The California Rice Commission says about 370,000 acres was planted this year, down from 500,00 acres, which is a 32 percent reduction.
"For my employees, it is a reduction of not only time of employment for part-time people but over-time, which really affects them," Daddow said.
Chico State Agribusiness professor Eric Houk says less income not only affects rice related business but other segments of the economy in the Northern California.
"As we see lower incomes and less employment opportunities, those individuals will reduce their spending in the economy, as well," Houk said.
Surveys show that most Californians believe that farmers use more than their fair share of water. That may be especially true of rice growers who must flood their fields to plant their crop.
But growers like Sean Doherty, who farms rice near Knight's Landing, says the heavy clay soil in the valley means water doesn't soak down into the ground.

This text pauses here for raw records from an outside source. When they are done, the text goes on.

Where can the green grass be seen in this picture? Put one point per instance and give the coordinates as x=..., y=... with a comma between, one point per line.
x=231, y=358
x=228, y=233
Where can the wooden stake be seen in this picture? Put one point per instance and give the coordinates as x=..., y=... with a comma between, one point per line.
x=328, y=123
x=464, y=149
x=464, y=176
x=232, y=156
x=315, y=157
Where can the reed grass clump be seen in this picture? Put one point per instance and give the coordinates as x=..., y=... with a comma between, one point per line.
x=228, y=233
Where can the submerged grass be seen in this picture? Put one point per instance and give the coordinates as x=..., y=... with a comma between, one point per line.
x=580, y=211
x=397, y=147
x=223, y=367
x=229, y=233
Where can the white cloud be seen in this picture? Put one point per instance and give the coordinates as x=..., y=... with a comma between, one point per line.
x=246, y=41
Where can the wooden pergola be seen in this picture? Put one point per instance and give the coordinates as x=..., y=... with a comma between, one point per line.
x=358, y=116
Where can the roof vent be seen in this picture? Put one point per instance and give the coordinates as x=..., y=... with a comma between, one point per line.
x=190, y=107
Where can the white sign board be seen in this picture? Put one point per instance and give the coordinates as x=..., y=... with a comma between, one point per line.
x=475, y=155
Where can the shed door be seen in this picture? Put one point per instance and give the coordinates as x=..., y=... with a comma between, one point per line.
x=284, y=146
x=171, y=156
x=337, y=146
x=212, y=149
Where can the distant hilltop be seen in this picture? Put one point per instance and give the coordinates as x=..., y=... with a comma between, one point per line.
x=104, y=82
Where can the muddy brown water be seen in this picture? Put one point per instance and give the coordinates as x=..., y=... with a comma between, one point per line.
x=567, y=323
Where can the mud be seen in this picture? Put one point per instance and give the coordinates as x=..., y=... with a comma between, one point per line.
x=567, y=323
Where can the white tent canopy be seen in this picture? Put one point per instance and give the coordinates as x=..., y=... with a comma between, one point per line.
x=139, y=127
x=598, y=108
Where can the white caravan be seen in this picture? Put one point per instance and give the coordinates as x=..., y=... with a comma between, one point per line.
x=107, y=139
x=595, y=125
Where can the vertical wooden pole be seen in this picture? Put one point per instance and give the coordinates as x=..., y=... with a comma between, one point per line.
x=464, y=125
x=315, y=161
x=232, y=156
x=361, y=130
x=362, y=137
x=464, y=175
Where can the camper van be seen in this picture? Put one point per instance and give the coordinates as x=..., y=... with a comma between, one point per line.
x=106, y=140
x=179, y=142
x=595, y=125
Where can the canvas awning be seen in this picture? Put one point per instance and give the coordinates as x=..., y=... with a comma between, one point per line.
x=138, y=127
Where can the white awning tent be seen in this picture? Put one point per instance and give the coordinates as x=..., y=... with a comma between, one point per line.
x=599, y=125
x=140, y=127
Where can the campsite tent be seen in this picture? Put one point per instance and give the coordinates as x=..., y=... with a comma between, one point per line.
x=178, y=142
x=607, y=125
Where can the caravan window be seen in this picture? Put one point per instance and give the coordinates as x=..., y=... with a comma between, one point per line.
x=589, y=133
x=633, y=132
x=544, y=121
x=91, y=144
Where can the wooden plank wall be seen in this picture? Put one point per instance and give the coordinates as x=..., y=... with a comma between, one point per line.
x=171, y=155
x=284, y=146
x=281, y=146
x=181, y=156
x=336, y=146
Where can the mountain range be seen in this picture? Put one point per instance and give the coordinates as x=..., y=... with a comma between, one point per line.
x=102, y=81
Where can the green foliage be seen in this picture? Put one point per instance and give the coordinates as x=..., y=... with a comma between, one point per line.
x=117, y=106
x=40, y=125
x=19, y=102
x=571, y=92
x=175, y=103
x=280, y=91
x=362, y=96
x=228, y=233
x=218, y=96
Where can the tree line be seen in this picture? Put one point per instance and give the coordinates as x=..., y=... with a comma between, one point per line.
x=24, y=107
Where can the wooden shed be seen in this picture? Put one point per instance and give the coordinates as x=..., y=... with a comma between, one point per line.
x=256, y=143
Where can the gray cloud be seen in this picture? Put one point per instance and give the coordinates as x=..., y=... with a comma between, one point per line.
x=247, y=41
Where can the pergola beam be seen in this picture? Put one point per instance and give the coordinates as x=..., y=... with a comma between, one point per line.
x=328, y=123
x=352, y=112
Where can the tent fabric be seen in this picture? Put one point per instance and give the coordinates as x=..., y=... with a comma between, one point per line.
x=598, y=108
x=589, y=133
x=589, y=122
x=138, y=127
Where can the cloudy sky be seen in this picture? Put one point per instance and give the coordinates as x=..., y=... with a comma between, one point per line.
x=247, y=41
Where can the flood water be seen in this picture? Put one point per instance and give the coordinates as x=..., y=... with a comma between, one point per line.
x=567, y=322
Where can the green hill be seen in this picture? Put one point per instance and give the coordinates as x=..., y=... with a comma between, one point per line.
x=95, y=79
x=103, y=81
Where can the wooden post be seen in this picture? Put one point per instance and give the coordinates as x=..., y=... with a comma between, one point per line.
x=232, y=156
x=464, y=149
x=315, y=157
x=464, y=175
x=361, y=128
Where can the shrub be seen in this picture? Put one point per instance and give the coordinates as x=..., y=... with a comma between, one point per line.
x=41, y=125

Instead the water in rice fields, which averages five inches in depth, can be recycled from field to field. At the end of the season it drains back into the Sacramento River.
"Water that gets used at the top of the valley will actually be reused three or four times going down through the river," Doherty said.
He says rice uses less water to produce than broccoli and carrots. Still growers have fought the perception battle all during the drought. Right now, they are also treading water business-wise.
"You won't make any money, hopefully if everything goes right, you won't lose any money, and it's as if the year never happened," Doherty said.
Daddow does worry that a smaller crop will force buyers to get rice from other producers, and he says it's tough to attract customers once you have lost them.